Sanırım kendime yaptığım en büyük kötülüklerden birisi.
Kalbiniz yumuşacık olduğundan her şeyi yaparsınız onun için. Fakat "o" bu hassas kalbin canına okur.
Ama şöyle de bir gerçek var benim gibi insanlar bu döngüye sürekli düşecek ve düşüyor. Tek temennim bu konuda benim gibi olan birine denk gelmek.
Hiç kimse vazgeçilmez değildir. Gitmek isteyen gidiyor zaten sen kendini mahvetsen de etmesen de gidecek, tutamazsın.
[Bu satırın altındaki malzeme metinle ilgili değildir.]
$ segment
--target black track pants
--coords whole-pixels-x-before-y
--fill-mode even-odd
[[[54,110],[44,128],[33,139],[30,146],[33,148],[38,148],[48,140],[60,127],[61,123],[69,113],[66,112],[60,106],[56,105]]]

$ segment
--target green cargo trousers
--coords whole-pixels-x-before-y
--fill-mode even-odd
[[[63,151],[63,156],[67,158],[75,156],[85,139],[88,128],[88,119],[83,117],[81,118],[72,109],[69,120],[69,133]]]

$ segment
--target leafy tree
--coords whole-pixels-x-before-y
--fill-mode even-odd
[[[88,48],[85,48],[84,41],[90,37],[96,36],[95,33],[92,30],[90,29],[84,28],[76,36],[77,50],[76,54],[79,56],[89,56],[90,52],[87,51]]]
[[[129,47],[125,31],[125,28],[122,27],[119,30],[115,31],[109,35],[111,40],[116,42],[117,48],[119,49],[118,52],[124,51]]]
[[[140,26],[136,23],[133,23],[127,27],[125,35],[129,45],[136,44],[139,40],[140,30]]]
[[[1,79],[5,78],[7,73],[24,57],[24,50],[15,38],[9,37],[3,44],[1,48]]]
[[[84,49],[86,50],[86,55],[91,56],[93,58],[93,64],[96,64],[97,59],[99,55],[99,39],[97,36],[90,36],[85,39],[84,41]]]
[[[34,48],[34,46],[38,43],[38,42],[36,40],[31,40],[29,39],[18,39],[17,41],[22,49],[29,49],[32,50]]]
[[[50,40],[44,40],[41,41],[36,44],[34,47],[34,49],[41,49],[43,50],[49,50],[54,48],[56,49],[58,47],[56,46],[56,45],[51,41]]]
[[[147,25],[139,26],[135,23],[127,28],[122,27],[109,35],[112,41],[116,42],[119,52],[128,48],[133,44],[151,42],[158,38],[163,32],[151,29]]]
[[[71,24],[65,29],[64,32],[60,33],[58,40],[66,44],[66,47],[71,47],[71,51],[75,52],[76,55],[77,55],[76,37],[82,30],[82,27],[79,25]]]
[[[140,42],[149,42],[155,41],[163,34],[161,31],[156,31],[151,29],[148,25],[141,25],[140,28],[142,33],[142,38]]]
işte bunun için insan hedefi koymuyorum kendime. Benimle olmak isteyenlerle çok güzel anlaşabiliyorum. Önceden iletişim problemim olduğunu düşünüyordum artık düşünmüyorum. Bazı şeyler karşılıklı. Verdiğin kadar alırsın.
Sana ilgisi olan o kadar güzel belli oluyor ki. Sizi seven insanları Sevin. Sevmeyenleri de sevebilirsiniz ama onurunuzu düşünün, göstermeyin. içinizde sevmeye devam etmek sağlıksız sonuçlar doğarabilir Lâkin bunu kontrol etmeyi öğretebilirsiniz kendinize.
Velhasıl el kelam oldukça savruk bir yazı oldu farkındayım düzenleyemeyeceğim ana fikir kendinizi sevin. insan Kendine iyi gelemiyorsa hiçbir kimse iyi gelemez.
onu çok sevmek ile vazgeçilmez olduğunu hissettirmek arasında bir bağ kurmak ne kadar doğru bilemediğim durum. bildiğin yanlış işte aslında. birini çok sevip illa vazgeçilmez olduğunu hislerle, davranışlarla hissettirmeye çalışıp göze sokmak ters tepebilir yani. sevme olayında, sevgi olayında mütavazilik yapmak onu daha az sevmek, ondan vazgeçeceğin anlamına gelmez ki.
tam kafamda yankılanan konu. çok sevdiğim bir radyo kanalı var. kendileri perşembe gece yarısından sonra internet üzerinden yayın yapıyorlar. tam şu an onları dinliyorum yine. yayına giriş sırasında bu vazgeçilmezlik ve değerli insan kavramından söz ettiler. arkasına çat diye Müslüm Gürses'ten dünya tersine dönse de vazgeçmemi girdiler.
ben de içimden dedim ki acaba hayatıma giren birileri bana bu vazgeçilmezlik hissini yaşatır mı ya da ben birine bu hissi hissettirebilir miyim? harbiden şarkı boyunca bunu düşündüm. sonra yine dedim ki hayatta her şey mümkün. Bu neden olmasın ama hakedene, değer verene, değer bilene ve gerçekten sevene vazgeçilmezlik hissettirilmeli.
Hiç kimse vazgeçilmez değildir, insanlara böyle derin ve gereksiz anlamlar yükleyerek, hem kendinizi hem de karşınızdakini kandırmayın.
Size, ruhunuza, bedeninize, yaşamınıza iyi geldiği sürece var olacaktır, olumsuzluklar hissettirmeyi alışkanlık haline getirdiğinde de yok olacağını bilmelidir.
Yok öyle, her ne olursa olsun hayatımda kalacaksın gibi sikimsonik söylemlerle ütopik tablolar yaratmak!
Vazgeçilmez olduğunu hissettirmek değil de bazı insanlar, yine ben değil bir arkadaş elbette, hayatındaki insanı çok sevdiği, ona değer verdiği için kendini daha çok sevsin, memnun olmadığı yaralarını sarsın diye biraz şımartıyor. O muhteşem bir insan olduğundan değil yani, mutlu olmanın bir yolunun da mutlu etmek olduğuna inandıkları için. Peki sonra ne oluyor? O insan kendini gerçekten öyle olduğunu, kusursuz bir erkek / kadın olduğunu düşünüyor. Bilmiyor ki sen o seni çok sevdiği için öyle kıymetlisin. O sevgiyi, aşkı da vazgeçilmez olduğunu sanmak olarak işliyor aklına. Ama o iş öyle değil aslında kardeş. Sen vazgeçilmez falan değilsin, Başkaları da sana aynı şeyi hissettirmeyecek.